An in vivo dialysis and behavioural study of the release of 5-HT by p-chloroamphetamine in reserpine-treated rats.

1. Reserpine (2.5 mg kg-1 i.p.) decreased rat brain 5-hydroxytryptamine (5-HT) by 86% 24 h later but most components of the 5-HT-dependent behavioural syndrome induced by p-chloroamphetamine (PCA, 5 mg kg-1 i.p.) or 5-methoxy-N,N-dimethyltryptamine (5-MeODMT, 5 mg kg-1 i.p.) over 1 h after administration were unaffected. However, Straub tail was increased after giving PCA or 5-MeODMT and head weaving was decreased after giving 5-MeODMT. 2. Frontal cortex extracellular 5-HT concentrations of vehicle pretreated rats before injection of PCA, as calculated from dialysate 5-HT concentrations, were about 1/1000th of corresponding brain values. Extracellular 5-hydroxyindoleacetic acid (5-HIAA) and brain values were comparable with each other.

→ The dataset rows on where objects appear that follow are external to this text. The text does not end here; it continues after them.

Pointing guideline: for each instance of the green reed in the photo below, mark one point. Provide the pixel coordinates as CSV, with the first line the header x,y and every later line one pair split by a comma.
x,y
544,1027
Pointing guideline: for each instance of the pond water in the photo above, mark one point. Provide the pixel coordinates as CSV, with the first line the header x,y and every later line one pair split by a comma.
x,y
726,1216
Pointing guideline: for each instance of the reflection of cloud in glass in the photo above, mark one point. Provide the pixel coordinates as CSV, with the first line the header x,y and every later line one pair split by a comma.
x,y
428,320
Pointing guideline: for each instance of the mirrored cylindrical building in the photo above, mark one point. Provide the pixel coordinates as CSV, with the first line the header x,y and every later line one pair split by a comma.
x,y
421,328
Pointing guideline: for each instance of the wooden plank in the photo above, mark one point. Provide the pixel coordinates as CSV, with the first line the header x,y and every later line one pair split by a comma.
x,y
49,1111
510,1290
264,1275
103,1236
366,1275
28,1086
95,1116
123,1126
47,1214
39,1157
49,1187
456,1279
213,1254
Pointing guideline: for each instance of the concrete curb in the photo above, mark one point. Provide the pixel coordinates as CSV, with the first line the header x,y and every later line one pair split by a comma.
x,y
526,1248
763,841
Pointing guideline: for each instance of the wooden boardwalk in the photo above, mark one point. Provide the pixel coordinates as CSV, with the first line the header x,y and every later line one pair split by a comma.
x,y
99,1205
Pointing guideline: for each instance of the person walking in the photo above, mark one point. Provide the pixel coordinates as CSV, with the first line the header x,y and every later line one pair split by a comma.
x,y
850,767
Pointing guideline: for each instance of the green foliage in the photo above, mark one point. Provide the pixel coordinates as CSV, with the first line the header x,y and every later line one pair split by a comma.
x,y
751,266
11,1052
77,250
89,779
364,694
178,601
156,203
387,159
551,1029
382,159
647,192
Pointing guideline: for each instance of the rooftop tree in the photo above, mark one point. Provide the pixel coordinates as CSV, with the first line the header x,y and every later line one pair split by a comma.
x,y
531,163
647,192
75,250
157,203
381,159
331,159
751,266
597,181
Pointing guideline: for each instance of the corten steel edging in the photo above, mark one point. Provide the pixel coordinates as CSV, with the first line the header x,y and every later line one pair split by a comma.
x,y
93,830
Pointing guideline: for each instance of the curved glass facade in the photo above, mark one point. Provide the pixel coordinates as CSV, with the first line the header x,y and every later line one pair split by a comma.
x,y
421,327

Dialysate 5-HT increased after PCA with peak values at 20-40 min. 3. Reserpine pretreatment reduced dialysate 5-HT concentration before PCA was given but the net increase (AUC) over the 1 h after PCA did not differ significantly from that seen in animals pretreated with vehicle. Dialysate 5-HIAA values slowly decreased after PCA injection in both reserpine and vehicle pretreated groups. 4. The results suggest that PCA causes the 5-HT syndrome by releasing 5-HT from the neuronal cytoplasm but that physiological release of 5-HT occurs from vesicular stores.